Je pense que les craintes des organisations sont injustifiées, surtout que cette loi d’orientation est le fruit d’une consultation inclusive sur l’éducation à laquelle ont participé tous les acteurs du secteur et les représentants de toutes les couches et de toutes les langues.
- Dans une récente conférence de presse, le député Biram Dah Abeid, président d’IRA, a révélé avoir fait l’objet de menace de mort de la part de la Présidence et du ministre de l’Intérieur. Que pensez-vous de cette déclaration ?
- J’étais surpris par cette déclaration surtout que l’intéressé était, à la date de celle-ci, en relation amicale avec le président de la République, c’est lui qui s’est entretenu avec celui-ci. Comment cette relation aurait-elle pu subitement se détériorer en menace de mort ? Ajouter à cela que l’assassinat et la menace sont loin du style du président de la République et de son entourage...
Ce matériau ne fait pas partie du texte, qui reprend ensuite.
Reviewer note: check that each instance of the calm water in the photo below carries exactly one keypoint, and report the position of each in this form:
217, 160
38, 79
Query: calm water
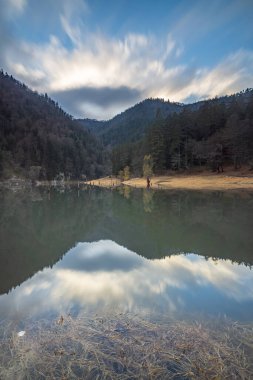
180, 253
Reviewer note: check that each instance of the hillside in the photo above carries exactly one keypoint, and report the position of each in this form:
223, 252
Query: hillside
39, 140
207, 134
132, 124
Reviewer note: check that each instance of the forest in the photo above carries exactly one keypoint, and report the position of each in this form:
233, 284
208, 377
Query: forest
39, 140
217, 133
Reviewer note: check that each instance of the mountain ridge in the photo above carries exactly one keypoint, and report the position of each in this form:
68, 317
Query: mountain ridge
136, 120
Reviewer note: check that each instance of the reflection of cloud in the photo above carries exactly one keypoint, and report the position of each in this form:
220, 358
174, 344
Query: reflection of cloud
104, 273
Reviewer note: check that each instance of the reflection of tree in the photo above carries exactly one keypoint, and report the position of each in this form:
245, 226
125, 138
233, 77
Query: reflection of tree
148, 200
125, 191
35, 230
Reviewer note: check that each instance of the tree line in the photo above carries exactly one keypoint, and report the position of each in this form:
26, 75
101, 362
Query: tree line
218, 133
39, 140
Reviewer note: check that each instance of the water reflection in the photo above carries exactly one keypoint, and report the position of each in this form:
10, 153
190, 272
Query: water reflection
105, 274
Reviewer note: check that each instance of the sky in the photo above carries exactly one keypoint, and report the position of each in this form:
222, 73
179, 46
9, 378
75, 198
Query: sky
97, 58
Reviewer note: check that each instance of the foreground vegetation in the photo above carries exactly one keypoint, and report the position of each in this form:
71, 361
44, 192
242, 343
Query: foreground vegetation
123, 346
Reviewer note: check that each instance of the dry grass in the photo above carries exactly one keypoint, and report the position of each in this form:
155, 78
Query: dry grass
127, 347
195, 182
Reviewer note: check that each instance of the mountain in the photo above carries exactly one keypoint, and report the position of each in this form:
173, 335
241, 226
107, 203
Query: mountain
207, 134
132, 124
39, 140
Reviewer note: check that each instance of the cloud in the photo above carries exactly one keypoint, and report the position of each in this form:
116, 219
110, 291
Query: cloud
98, 76
78, 100
106, 274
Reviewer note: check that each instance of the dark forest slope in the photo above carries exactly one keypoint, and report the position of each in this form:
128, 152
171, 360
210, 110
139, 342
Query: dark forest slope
38, 139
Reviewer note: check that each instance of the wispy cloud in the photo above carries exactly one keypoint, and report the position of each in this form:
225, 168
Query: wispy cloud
143, 65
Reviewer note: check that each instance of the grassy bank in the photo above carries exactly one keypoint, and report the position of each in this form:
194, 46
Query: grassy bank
124, 346
229, 180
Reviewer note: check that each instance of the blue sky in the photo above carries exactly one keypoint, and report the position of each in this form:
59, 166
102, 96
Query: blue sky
97, 58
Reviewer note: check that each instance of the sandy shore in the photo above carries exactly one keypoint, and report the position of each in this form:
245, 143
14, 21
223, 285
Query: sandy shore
105, 182
208, 181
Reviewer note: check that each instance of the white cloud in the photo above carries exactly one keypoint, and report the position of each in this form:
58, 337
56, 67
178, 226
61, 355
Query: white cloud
135, 61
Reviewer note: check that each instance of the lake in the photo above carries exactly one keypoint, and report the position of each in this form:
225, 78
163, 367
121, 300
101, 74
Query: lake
175, 255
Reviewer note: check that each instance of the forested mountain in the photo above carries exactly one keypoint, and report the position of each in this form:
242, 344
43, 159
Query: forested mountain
39, 140
209, 133
132, 124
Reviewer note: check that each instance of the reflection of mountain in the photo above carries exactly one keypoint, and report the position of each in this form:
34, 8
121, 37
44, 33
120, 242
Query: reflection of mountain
106, 275
36, 234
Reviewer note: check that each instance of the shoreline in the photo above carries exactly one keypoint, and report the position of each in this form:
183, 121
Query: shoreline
202, 181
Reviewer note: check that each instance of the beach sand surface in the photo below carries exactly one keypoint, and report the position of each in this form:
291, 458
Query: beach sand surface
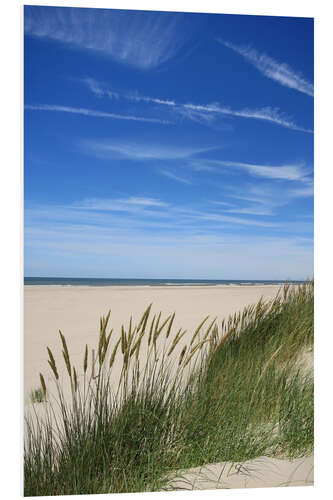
76, 310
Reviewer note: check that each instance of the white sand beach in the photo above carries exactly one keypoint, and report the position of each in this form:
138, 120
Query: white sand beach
76, 311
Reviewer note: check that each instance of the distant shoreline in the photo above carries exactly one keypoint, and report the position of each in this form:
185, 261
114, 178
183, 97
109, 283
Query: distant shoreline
103, 282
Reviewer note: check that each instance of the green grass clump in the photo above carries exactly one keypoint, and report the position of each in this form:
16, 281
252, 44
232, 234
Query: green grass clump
234, 392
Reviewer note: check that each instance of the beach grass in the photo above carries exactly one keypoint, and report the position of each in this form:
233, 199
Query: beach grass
235, 391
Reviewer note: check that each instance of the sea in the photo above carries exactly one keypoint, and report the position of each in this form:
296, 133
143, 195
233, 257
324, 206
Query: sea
147, 282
- On sait assez peu de choses du parti Ravah. Que pouvez-vous nous en dire ?
- Le parti du bien-être est un parti progressiste qui œuvre pour l’instauration d’un État national démocratique moderne, un État de Droit et de légalité qui prenne en charge le respect des droits humains, l’ancrage de la citoyenneté et l’égalité complète, garantissant ainsi l’unité de la société pour conduire celle-ci sur la voie du développement et de la justice sociale.
Le parti œuvre au renforcement des valeurs et des mécanismes démocratiques, à encourager les initiatives communautaires pour garantir la participation des citoyens aux affaires nationales et contribuer à l’établissement d’un État national fort par ses citoyens eux-mêmes. Pour conclure, je dirai simplement que le parti du bien-être jouit d’une base populaire et électorale forte ;il occupe actuellement le poste de vice-président des partis de la majorité présidentielle.